When editing biblio items (imported from endnote XML, initially from pubmed) many times upon saving there is an error such as the following:
"Keywords cannot be longer than 255 characters but is currently 481 characters long."
This applies to the Keywords field towards the end of the form, not the one that is linked to taxonomy.
A fix would be to change the keyword field from a varchar field to full text. Unless it is an issue related to parsing the keyword list into individual keywords. In recent biomedical publications, the limit is exceeded about a third of the time, so this would be a very needed fix.
Thanks :-)

CommentFileSizeAuthor
#3 reference library.txt160.53 KBpimousse98
Support from Acquia helps fund testing for Drupal Acquia logo

Comments

pimousse98’s picture

This got even stranger... I had pasted the content to "custom 1" so as not to lose it, and decided to try pasting it back in the Keywords field - without any change in data I was able to save successfully. To repeat, if you 1. edit a node with long keywords and 2. try to save you get the error BUT if you 1. cut & paste keyword data into another field (I used custom 1) 2. save node 3. edit node and cut & paste from custom 1 back to keywords and 4. save node, then it works.

rjerome’s picture

Could you post either one of these keyword strings or the bit of the xml file containing it or (preferably) both?

Also, could you check to see what your keyword separator is set to on the admin/settings/biblio page.

Ron.

pimousse98’s picture

FileSize
160.53 KB

Hi,
The keyword separator is set to be ",". Some of my keywords include commas, though, which might be part of the problem. An example would be "Genes, Viral". I am attaching the EndNote XML.

Unfortunately after finding that "fix" (saving with empty keyword field then pasting back the keywords in and saving again), I went through and fixed all of the problem nodes. I went through my log to find two I most likely fixed and here are the keyword lists (these are straight from pubmed and are full of * and / ).
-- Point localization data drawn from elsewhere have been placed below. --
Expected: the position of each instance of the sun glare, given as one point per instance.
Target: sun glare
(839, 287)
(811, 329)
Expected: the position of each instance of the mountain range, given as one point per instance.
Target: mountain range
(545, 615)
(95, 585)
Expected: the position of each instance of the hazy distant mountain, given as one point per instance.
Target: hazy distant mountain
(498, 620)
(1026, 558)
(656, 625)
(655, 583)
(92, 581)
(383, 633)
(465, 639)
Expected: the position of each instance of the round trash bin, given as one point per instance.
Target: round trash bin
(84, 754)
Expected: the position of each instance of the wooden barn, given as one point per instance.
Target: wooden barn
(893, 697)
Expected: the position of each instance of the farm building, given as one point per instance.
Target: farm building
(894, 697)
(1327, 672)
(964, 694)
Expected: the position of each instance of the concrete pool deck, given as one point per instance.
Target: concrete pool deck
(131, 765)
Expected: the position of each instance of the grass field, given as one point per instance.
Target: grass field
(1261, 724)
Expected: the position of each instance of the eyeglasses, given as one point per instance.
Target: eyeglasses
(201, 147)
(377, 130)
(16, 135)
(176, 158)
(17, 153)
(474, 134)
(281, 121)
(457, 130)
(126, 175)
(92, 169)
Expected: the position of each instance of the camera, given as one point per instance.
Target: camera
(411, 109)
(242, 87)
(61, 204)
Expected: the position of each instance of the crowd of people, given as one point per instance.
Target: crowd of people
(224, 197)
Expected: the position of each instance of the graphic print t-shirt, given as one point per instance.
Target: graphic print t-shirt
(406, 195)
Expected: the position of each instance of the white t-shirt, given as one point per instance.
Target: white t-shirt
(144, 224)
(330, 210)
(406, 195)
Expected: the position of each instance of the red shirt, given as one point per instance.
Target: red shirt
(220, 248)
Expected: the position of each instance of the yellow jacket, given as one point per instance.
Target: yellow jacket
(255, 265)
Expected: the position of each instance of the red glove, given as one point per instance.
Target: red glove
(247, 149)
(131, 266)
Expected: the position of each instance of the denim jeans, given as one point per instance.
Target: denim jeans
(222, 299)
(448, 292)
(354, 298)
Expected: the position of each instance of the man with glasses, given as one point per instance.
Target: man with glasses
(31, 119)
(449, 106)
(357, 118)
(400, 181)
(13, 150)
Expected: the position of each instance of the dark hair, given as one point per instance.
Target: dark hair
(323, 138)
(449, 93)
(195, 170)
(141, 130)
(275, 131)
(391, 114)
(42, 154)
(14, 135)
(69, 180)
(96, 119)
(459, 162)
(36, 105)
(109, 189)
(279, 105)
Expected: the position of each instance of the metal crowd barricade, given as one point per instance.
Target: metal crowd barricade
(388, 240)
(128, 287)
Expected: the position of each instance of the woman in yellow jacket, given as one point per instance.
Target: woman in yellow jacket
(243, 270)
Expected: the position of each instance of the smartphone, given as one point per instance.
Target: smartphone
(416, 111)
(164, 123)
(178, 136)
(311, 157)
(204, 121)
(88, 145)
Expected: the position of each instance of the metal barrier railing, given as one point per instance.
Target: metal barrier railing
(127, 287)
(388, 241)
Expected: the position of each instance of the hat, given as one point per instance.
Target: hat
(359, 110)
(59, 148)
Animals, Humans, Immunohistochemistry, Mice, Cricetinae, *Genetic Vectors, Transfection, Gene Expression Regulation, Antineoplastic Agents/*pharmacology, Apoptosis/*drug effects, Factor VIII/analysis, SCID, Enzymologic/drug effects, Gene Expression

Animals, Humans, Mice, Amino Acid Sequence, Molecular Sequence Data, Laminin/*metabolism, Cell Adhesion/drug effects, Melanoma/*pathology, Peptides/*pharmacology, *Protein Precursors, Melanoma, Experimental/pathology, *Neoplastic Cells, Circulating, *Rece

Hope this helps,

Delphine

rjerome’s picture

Hi Delphine,

I don't know how you are going from PubMed to Endnote, but I think somewhere in that process, you need to have the keyword lists split on the commas. EndNote typically exports a single keyword per <keyword> tag in the xml file, but as you see, there are some with comma separated lists. I didn't run into any errors when importing the file you attached above, but I guess you already fixed the problem?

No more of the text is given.